Insulin Pump Does Not Allow a Better Control than Injections in Childhood Type 1 Diabetes (T1d) in the ISIS-Diab Cohort

Sophie Le Furb, Anne Laure Castella, Philippe Lucchinia, Pierre Bougnèresb & ISIS-Diab Networkb

aPediatric Endocrinology, Bicêtre, France; bISIS-Diab Network, Whole France, France

Background: The use of insulin pumps is rapidly spreading within the paediatric T1D community. A few small studies have promoted pump usage, while large registries have shown almost no advantage of this treatment.

Objectives: Compare the results of treatment with insulin pump (‘Pump’) with insulin injections (‘Inj’) in a large cohort of children with T1D in field conditions.

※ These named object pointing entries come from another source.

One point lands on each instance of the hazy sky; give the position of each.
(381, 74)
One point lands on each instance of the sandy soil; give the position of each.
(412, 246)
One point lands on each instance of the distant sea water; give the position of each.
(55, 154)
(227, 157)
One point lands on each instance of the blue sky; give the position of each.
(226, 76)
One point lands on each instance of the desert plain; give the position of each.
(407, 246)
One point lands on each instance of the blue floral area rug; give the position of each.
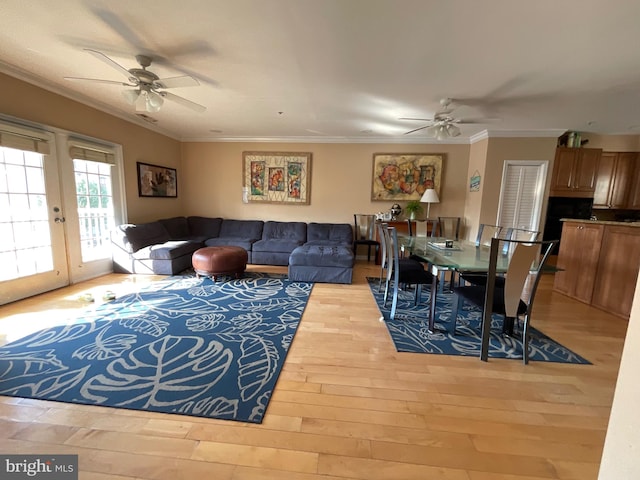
(183, 345)
(410, 334)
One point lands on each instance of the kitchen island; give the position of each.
(599, 263)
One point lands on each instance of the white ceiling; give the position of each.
(343, 70)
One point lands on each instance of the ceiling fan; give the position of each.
(443, 125)
(148, 92)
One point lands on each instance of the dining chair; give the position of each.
(423, 228)
(486, 233)
(513, 298)
(384, 260)
(449, 227)
(522, 234)
(402, 271)
(365, 233)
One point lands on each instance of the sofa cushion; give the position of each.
(276, 245)
(204, 227)
(322, 256)
(177, 227)
(246, 229)
(291, 231)
(145, 234)
(232, 241)
(329, 234)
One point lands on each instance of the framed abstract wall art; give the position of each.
(405, 176)
(277, 177)
(157, 181)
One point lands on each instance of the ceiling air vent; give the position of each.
(147, 118)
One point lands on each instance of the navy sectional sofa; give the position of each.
(319, 252)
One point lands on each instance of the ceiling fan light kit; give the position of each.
(148, 94)
(442, 125)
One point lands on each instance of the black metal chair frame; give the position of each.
(526, 260)
(444, 232)
(402, 271)
(370, 241)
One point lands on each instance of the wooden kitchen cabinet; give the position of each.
(617, 270)
(615, 177)
(578, 259)
(633, 201)
(574, 172)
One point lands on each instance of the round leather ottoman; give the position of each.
(216, 261)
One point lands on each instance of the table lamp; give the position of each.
(430, 196)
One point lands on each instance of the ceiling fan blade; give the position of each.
(420, 119)
(103, 58)
(480, 121)
(184, 102)
(416, 129)
(173, 82)
(98, 80)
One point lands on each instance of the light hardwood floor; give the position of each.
(348, 406)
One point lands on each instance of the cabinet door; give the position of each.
(563, 168)
(633, 201)
(587, 168)
(622, 180)
(604, 179)
(617, 270)
(578, 259)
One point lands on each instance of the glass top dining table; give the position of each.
(462, 255)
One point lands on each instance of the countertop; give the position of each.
(602, 222)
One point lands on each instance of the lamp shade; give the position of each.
(430, 196)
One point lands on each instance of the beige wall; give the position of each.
(620, 454)
(613, 143)
(473, 200)
(487, 158)
(34, 104)
(340, 180)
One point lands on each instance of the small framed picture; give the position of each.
(157, 181)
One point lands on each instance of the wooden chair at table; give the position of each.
(401, 271)
(513, 298)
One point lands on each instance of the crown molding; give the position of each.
(485, 134)
(22, 75)
(39, 82)
(308, 139)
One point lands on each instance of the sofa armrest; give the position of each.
(120, 240)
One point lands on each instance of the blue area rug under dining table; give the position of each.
(183, 345)
(409, 330)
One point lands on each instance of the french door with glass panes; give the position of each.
(32, 243)
(43, 247)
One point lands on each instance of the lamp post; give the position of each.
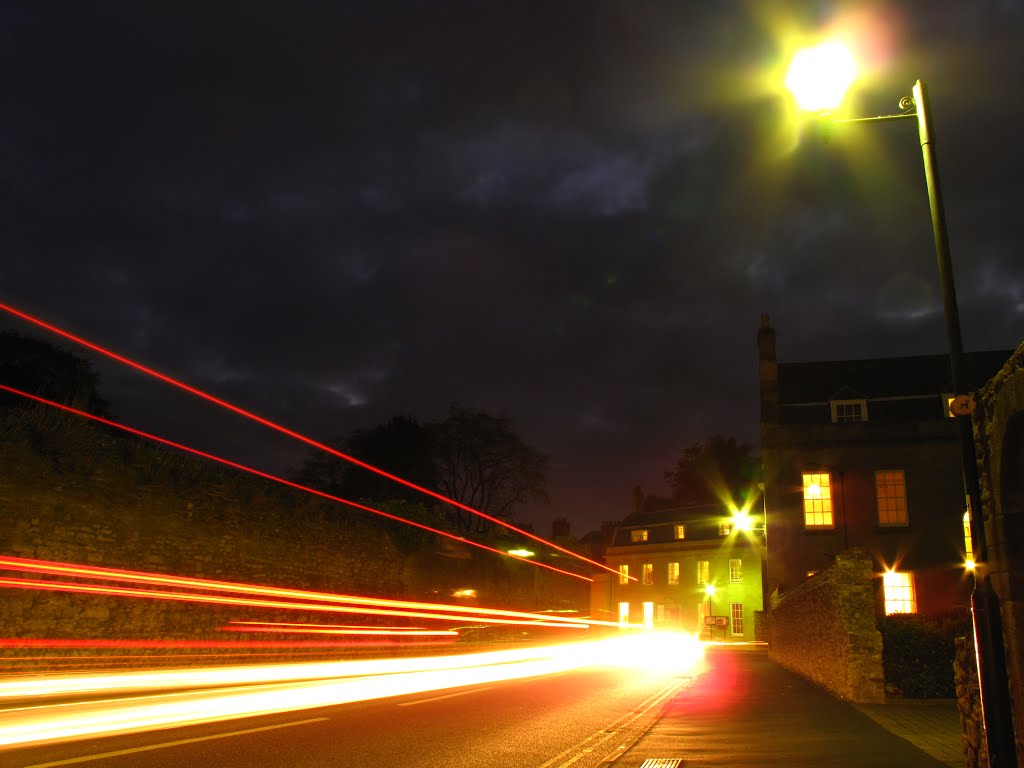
(984, 602)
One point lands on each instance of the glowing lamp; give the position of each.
(819, 77)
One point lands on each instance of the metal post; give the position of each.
(984, 602)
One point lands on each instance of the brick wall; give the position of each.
(824, 630)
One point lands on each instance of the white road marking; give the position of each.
(446, 695)
(132, 751)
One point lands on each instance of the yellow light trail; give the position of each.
(134, 577)
(247, 691)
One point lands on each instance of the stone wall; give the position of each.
(998, 430)
(824, 630)
(72, 493)
(969, 705)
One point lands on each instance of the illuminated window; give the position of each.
(704, 571)
(673, 572)
(736, 613)
(890, 495)
(900, 597)
(817, 500)
(847, 412)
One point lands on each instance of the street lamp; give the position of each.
(984, 602)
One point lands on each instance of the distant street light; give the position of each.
(808, 71)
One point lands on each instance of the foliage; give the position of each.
(400, 446)
(471, 457)
(918, 652)
(40, 368)
(483, 464)
(718, 469)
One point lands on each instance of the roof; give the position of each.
(882, 377)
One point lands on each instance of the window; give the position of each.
(817, 500)
(890, 495)
(704, 571)
(673, 573)
(736, 614)
(847, 412)
(900, 596)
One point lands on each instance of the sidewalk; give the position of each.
(748, 711)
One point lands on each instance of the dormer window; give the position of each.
(847, 412)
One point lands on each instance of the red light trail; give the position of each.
(291, 433)
(282, 480)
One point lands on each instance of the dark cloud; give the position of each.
(570, 213)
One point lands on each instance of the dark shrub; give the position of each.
(918, 652)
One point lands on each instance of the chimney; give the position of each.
(767, 371)
(637, 500)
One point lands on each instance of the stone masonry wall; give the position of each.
(72, 493)
(824, 630)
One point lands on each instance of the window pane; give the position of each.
(704, 571)
(648, 572)
(817, 500)
(736, 613)
(900, 596)
(673, 572)
(890, 494)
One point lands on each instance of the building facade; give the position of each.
(678, 567)
(866, 454)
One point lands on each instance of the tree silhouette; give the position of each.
(716, 470)
(40, 368)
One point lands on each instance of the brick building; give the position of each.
(865, 454)
(667, 558)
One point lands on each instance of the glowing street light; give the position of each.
(819, 77)
(805, 82)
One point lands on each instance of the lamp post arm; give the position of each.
(984, 601)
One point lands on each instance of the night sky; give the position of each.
(570, 213)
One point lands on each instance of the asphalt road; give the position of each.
(578, 718)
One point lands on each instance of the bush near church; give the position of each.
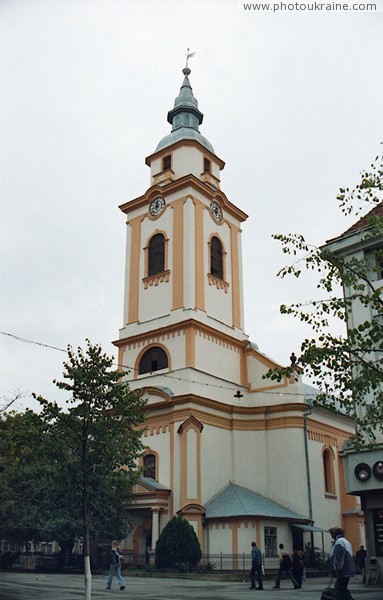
(178, 545)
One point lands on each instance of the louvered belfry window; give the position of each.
(156, 254)
(154, 359)
(216, 258)
(150, 466)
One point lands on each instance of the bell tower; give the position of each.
(183, 252)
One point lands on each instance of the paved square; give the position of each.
(41, 586)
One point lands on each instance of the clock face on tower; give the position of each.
(156, 206)
(216, 211)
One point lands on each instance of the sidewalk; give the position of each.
(42, 586)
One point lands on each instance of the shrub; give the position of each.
(178, 545)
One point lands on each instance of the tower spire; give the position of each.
(185, 112)
(185, 117)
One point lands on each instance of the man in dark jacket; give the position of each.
(285, 566)
(256, 567)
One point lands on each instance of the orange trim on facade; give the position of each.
(180, 185)
(199, 258)
(178, 254)
(235, 271)
(134, 271)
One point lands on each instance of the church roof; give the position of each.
(237, 501)
(152, 484)
(363, 223)
(185, 118)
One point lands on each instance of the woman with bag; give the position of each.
(341, 563)
(298, 566)
(115, 566)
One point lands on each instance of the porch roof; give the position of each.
(237, 501)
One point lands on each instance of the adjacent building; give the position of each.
(364, 469)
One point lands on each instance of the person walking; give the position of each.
(298, 566)
(360, 561)
(341, 562)
(256, 567)
(285, 566)
(115, 566)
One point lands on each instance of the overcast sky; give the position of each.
(292, 103)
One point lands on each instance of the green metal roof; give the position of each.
(152, 483)
(237, 501)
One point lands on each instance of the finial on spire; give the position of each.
(188, 55)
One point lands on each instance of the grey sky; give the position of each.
(292, 103)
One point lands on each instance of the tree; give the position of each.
(347, 369)
(83, 457)
(178, 545)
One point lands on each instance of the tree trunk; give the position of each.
(87, 569)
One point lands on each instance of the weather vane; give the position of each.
(189, 55)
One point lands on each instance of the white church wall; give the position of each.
(215, 357)
(216, 464)
(286, 468)
(187, 160)
(250, 464)
(326, 509)
(160, 443)
(220, 538)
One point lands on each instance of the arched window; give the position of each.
(328, 472)
(216, 258)
(150, 466)
(156, 255)
(154, 359)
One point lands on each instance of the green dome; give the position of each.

Patients: We studied 3137 children of the ISIS-Diab cohort with ≥1 year of T1D duration recruited by 99 diabetes centers of various size covering all French regions. HbA1c, severe hypoglycemia (SH), ketoacidosis (DKA), and weight were compared between ‘Pump’ (n=694) and ‘Inj’ (n=2443) groups of children over their last 6 months of treatment.

Results: The ratio of ‘Pump’/‘Inj’ varied from 0 to 65% across centers. ‘Pump’ children were slightly younger (9.2±3.9 years vs 10.6±3.4 years for ‘Inj’, P=2.10−6), and had comparable socio-educational level than ‘Inj’. Mean HbA1c was 7.8±1.0% in ‘Pump’ and 7.9±1.2% in ‘Inj’ (NS). SH occurred in 3.5% of ‘Pump’ and 5.4% of ‘Inj’ (P=0.053). DKA occurred in 2.7% of ‘Pump’ and 2.7% of ‘Inj’. Overweight was present in 10.7% of ‘Pump’ and 10.4% of ‘Inj’. Insulin dosage was 0.82±0.28 U/k.d in ‘Pump’ and 0.95±0.29 U/k.d in ‘Inj’ (P<2.10−16). Large expert centers had the same pump results than small centers (HbA1c 7.8±1% vs 7.8±1.0%).

Conclusion: In field conditions, insulin pump shows no clear superiority. The choice of this costly and more demanding mode of treatment should thus be balanced at the individual and public health level.